The advantages of DM-MIMD systems are clear: the bandwidth problem that haunts shared-memory systems is avoided because the bandwidth scales up automatically with the number of processors. Furthermore, the speed of the memory which is another critical issue with shared-memory systems (to get a peak performance that is comparable to that of DM-MIMD systems, the processors of the shared-memory machines should be very fast and the speed of the memory should match it) is less important for the DM-MIMD machines, because more processors can be configured without the afore mentioned bandwidth problems.

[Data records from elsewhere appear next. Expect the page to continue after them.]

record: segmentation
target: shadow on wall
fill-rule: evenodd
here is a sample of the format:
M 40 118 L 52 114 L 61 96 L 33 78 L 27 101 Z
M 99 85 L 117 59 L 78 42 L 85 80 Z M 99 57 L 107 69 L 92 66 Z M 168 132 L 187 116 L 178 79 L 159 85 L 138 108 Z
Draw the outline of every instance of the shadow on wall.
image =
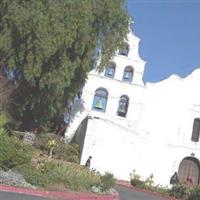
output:
M 82 156 L 83 146 L 85 142 L 85 135 L 87 131 L 87 125 L 88 125 L 88 119 L 89 117 L 85 117 L 82 122 L 80 123 L 79 127 L 77 128 L 74 137 L 72 138 L 72 143 L 76 143 L 79 145 L 80 150 L 80 160 Z
M 73 122 L 78 113 L 85 110 L 83 99 L 75 99 L 70 109 L 70 122 Z

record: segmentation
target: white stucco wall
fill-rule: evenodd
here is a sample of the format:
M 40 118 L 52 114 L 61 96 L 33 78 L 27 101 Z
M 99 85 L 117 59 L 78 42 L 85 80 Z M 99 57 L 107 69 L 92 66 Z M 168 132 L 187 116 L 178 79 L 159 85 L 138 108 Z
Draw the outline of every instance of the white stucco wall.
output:
M 81 120 L 90 115 L 81 164 L 92 156 L 91 167 L 129 180 L 133 169 L 143 179 L 154 175 L 155 183 L 169 184 L 182 159 L 200 158 L 200 145 L 191 141 L 194 118 L 200 117 L 200 69 L 185 79 L 176 75 L 158 83 L 143 84 L 145 62 L 138 54 L 139 39 L 128 35 L 129 56 L 117 55 L 114 79 L 89 73 L 83 89 L 83 110 L 77 113 L 66 137 L 71 137 Z M 132 83 L 121 81 L 124 68 L 134 68 Z M 95 90 L 106 88 L 106 112 L 93 111 Z M 129 96 L 126 118 L 117 116 L 121 95 Z M 72 128 L 73 127 L 73 128 Z

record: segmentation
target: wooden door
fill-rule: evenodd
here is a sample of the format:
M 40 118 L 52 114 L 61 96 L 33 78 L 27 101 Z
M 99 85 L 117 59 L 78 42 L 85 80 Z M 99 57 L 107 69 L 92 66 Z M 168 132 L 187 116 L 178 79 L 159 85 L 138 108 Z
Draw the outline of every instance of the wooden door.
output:
M 179 182 L 187 185 L 198 185 L 200 176 L 199 161 L 196 158 L 184 158 L 178 169 Z

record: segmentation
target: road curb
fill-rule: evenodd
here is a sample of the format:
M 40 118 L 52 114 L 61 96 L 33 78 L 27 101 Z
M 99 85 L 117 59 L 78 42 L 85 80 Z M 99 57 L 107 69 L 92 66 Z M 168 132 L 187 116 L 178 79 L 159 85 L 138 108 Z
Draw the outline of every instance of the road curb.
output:
M 48 198 L 59 198 L 62 200 L 119 200 L 119 194 L 113 193 L 110 195 L 97 195 L 92 193 L 83 193 L 83 192 L 57 192 L 57 191 L 47 191 L 41 189 L 30 189 L 30 188 L 21 188 L 9 185 L 0 184 L 0 191 L 12 192 L 18 194 L 26 194 L 38 197 L 48 197 Z

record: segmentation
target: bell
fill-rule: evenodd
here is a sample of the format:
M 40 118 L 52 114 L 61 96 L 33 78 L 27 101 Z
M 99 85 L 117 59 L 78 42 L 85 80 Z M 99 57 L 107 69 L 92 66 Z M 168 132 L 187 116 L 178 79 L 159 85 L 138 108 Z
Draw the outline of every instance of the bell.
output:
M 112 76 L 113 75 L 113 68 L 108 68 L 108 75 Z
M 101 98 L 98 99 L 98 101 L 96 102 L 95 108 L 100 109 L 100 110 L 103 110 L 103 101 L 102 101 Z
M 120 55 L 123 55 L 123 56 L 127 56 L 127 55 L 128 55 L 128 50 L 125 49 L 125 48 L 124 48 L 124 49 L 120 49 L 120 50 L 119 50 L 119 54 L 120 54 Z
M 125 78 L 125 79 L 129 79 L 129 73 L 128 73 L 128 72 L 125 72 L 124 78 Z
M 118 108 L 119 113 L 126 113 L 126 103 L 120 103 L 119 108 Z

Of course, DM-MIMD systems also have their disadvantages: The communication between processors is much slower than in SM-MIMD systems, and so, the synchronisation overhead in case of communicating tasks is generally orders of magnitude higher than in shared-memory machines. Moreover, the access to data that are not in the local memory belonging to a particular processor have to be obtained from non-local memory (or memories). This is again on most systems very slow as compared to local data access. When the structure of a problem dictates a frequent exchange of data between processors and/or requires many processor synchronisations, it may well be that only a very small fraction of the theoretical peak speed can be obtained. As already mentioned, the data- and task decomposition are factors that mostly have to be dealt with explicitly, which may be far from trivial.
It will be clear from the paragraph above that also for DM-MIMD machines both the topology and the speed of the datapaths are of crucial importance for the practical usefulness of a system. Again, as in the section on SM-MIMD systems, the richness of the connection structure has to be balanced against the costs. Of the many conceivable interconnection structures only a few are popular in practice. One of these is the so-called hypercube topology as depicted in Figure 5.
Figure 5: 1-, 2-, 3-, and 4-dimensional hypercube connections.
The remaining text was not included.